NOTE: For all of these, increasing learning per unit of time goes a long way.
- Make the product appealing to students.
- Remove barriers to use (inaccessibility, technological bottlenecks, …)
- Reduce friction to use (confusion, tedium, delay, isolation, …)
- Increase enjoyment of use (responsiveness, clarity, delight, …)
- Increase impact of use (intentionality, relevance, efficacy, …)
- Make the product appealing to gatekeepers and facilitators (teachers, parents, CIO’s, etc.).
- Make the product appealing to administrators and purchasing decision-makers).
- Make the product appealing to students.
- Run highly-granular pedagogical experiments at scale.
- Identify curricular bottlenecks.
- Inventory common struggles and misconceptions.
- Rapidly pilot diagnostic and responsive interventions.
- Invent better pedagogy:
- ways of thinking that subvert or prevent common issues.
- ways of practice that shorten and denoise feedback loops.

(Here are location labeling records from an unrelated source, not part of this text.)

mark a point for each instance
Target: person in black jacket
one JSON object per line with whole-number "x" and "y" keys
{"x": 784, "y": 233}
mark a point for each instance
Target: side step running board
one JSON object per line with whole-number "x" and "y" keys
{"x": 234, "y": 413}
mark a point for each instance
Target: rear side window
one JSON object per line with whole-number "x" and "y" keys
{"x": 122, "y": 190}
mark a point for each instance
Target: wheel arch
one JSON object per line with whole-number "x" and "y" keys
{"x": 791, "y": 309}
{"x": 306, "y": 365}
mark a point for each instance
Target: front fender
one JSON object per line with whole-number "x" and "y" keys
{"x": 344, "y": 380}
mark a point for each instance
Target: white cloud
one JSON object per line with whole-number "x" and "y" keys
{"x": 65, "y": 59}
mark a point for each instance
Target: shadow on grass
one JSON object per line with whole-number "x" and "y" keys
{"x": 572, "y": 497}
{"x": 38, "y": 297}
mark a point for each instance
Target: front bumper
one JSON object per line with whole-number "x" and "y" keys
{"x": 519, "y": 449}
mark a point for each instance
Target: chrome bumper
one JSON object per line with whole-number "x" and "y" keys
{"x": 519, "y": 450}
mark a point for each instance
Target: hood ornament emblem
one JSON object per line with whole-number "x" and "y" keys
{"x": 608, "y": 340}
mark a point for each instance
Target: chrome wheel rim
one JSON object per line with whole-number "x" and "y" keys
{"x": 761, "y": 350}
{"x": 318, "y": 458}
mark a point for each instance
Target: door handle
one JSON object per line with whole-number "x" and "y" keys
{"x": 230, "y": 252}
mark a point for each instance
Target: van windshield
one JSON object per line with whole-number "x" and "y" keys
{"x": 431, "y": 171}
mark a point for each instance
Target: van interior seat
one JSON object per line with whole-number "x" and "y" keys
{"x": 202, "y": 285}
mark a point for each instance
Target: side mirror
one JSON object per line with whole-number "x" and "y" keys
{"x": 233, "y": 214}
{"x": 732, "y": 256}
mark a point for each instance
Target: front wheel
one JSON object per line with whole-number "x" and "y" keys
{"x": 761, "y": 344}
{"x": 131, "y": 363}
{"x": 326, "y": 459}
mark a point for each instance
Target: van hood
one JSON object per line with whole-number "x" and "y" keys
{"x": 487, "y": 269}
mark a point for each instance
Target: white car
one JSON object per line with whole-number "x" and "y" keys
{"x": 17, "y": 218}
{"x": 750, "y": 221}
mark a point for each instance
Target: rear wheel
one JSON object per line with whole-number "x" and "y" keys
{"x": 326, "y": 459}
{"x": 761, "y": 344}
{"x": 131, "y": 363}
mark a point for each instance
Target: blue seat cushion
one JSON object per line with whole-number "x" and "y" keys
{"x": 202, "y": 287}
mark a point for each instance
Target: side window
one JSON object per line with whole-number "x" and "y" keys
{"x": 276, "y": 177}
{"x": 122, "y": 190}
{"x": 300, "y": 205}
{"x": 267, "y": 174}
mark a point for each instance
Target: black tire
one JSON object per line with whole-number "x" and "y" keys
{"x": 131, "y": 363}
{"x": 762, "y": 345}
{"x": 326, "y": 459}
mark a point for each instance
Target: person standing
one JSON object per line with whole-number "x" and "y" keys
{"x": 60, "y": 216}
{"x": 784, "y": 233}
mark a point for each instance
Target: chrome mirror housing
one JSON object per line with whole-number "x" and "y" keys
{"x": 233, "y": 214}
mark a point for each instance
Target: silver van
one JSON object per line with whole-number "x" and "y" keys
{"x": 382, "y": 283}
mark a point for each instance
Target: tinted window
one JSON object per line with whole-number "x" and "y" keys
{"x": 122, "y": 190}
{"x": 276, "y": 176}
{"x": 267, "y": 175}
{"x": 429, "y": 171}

- ways of judging that help learners self-direct.
- Distill specific measurements into more general cognitive and pedagogical theory.
Thoughts on voice:
Past evidence suggests there remain many things I don’t know that I don’t know.
I try very hard to listen to the answers to questions I ask.
Please help me to ask the right questions.
How can I help someone I don’t understand?
If you see what I don’t,
I hope you’ll give me the opportunity to learn.